/simple-gbdt

a simple gradient boost classification tree implemented with python without any other lib dependence.

Primary LanguagePython

usage: python script/gbt.py data_filename stat_filename max_iter sample_rate learn_rate max_depth split_points

for example: python script/gbt.py data/adult.data.csv output/adult.data.stat 50 0.4 0.1 1 1000

data_filename: the csv datafile used to train and test(random split 1/3 of data as test part)

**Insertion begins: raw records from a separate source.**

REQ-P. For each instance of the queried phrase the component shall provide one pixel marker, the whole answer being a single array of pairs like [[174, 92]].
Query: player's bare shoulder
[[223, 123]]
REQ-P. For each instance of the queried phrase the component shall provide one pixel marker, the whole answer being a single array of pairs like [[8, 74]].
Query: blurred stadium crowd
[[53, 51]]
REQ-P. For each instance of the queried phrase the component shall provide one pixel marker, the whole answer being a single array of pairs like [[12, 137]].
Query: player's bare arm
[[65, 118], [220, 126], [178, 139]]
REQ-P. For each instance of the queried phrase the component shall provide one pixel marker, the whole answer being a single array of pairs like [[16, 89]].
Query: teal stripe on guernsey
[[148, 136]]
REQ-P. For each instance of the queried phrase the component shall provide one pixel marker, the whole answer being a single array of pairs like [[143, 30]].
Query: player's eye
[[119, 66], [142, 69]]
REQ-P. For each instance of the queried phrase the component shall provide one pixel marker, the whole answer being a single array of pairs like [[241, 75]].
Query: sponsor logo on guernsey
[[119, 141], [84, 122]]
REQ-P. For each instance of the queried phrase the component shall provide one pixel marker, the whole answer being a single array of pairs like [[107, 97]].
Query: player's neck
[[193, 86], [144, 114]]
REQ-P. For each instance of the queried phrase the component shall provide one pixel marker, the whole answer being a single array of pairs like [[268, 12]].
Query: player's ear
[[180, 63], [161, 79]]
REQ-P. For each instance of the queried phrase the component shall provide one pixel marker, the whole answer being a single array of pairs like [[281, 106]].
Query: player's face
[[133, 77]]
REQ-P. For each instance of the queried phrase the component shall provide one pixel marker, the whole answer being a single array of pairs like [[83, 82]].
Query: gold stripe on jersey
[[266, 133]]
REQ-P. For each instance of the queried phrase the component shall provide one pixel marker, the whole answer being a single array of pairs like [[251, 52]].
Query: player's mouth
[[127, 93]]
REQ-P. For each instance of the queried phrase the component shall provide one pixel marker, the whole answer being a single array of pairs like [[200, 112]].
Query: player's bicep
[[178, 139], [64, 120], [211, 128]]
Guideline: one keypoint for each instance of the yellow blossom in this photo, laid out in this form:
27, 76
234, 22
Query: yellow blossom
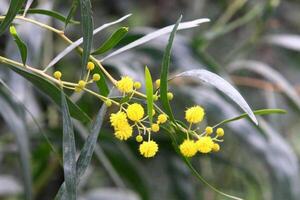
148, 149
90, 66
216, 147
125, 84
205, 144
162, 118
139, 138
220, 132
57, 74
123, 131
96, 77
194, 114
188, 148
209, 130
135, 112
155, 128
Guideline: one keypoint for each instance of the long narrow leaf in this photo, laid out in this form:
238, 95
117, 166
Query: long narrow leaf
213, 79
69, 150
149, 93
165, 72
21, 45
112, 41
14, 7
79, 41
156, 34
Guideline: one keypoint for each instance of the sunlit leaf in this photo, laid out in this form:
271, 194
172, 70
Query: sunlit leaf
69, 150
21, 45
213, 79
14, 7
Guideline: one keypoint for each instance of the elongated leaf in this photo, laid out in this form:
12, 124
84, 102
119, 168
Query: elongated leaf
15, 119
256, 112
21, 45
51, 90
87, 27
149, 93
155, 34
271, 74
80, 40
86, 152
49, 13
111, 42
28, 4
72, 11
165, 72
69, 150
14, 7
213, 79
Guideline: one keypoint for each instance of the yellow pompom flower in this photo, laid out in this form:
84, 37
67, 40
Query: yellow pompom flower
148, 149
205, 144
162, 118
216, 147
188, 148
90, 66
81, 84
96, 77
123, 131
155, 128
125, 84
57, 74
194, 114
137, 85
220, 132
135, 112
209, 130
139, 138
118, 119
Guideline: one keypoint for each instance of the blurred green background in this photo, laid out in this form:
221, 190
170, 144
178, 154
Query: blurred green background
253, 44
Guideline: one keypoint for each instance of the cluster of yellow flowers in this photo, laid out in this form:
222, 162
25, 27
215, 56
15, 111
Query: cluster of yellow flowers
204, 142
81, 83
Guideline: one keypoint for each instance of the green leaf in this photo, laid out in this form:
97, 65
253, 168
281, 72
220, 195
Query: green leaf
51, 90
49, 13
164, 73
149, 93
14, 7
69, 150
13, 115
256, 112
87, 31
86, 152
112, 41
21, 45
71, 12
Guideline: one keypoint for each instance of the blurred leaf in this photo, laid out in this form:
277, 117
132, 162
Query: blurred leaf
69, 150
87, 26
28, 4
271, 74
111, 42
71, 12
165, 71
14, 7
79, 41
155, 34
12, 114
51, 90
21, 45
149, 93
256, 112
222, 85
50, 13
288, 41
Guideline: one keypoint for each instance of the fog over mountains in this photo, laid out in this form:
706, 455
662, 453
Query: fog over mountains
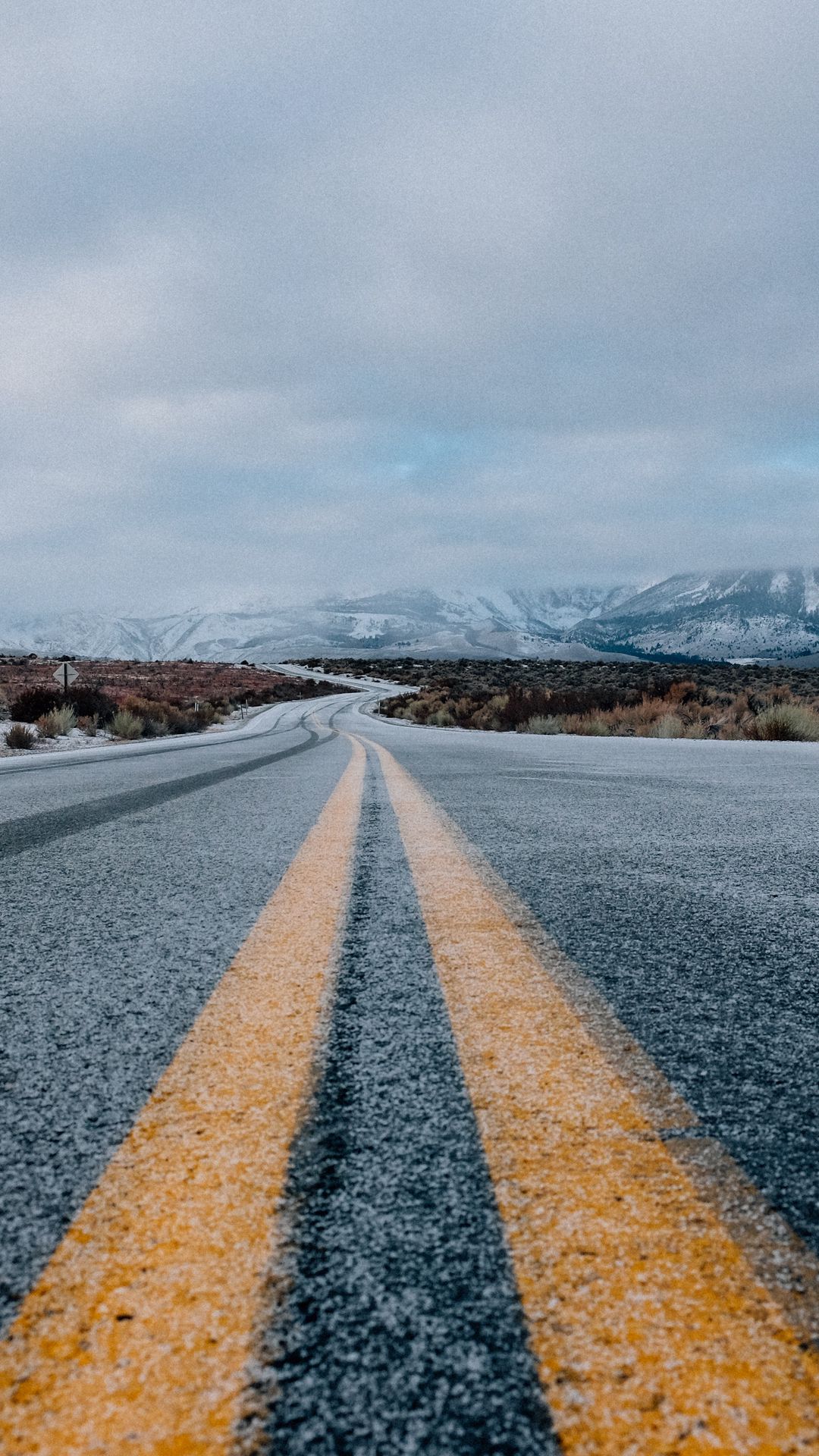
725, 615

stat_filename: the file to hold ouput information about prediction accuracy and loss value in each iteration

max_iter: set the iterations in gradient boost algorithm

sample_rate: subsample rate of train data to construct a single decision tree

learn_rate: the learn rate parameter of gradient boost algorithm

max_depth: the maximum depth of a decision tree, max_depth=1 means a decision stump with depth=1

split_points: if a feature is numeric and has many distinct values, it's very slow to find a optimal split point.i use just $split_points$ values to find optimal split point of tree. 0 and negative $split_points$ means do not use the trick

Attentions:

  1. the $data_filename$ is a csv formate file with a head. the feature with field name "label" is used as label of classification. you can take the files in path "data" as examples. those two dataset come frome UCI Machine Learning Repository(http://archive.ics.uci.edu/ml/datasets/Adult and http://archive.ics.uci.edu/ml/datasets/Credit+Approval). if a feature is nominal, please add some letters. for example, use A0,A1 while not 0,1. the feature hold only digits is recognized as numeric.

  2. at now it is just for classification experiment. the loss function is K-class multinomial deviance.

  3. the $stat_filename$ contains the run information of algorithm, the average loss per datapoint on train and test data,the accuracy of prediction for test data

  4. you may feel strange about the parameter $split_points$, you can understand it at file "script/tree.py" line 81-82.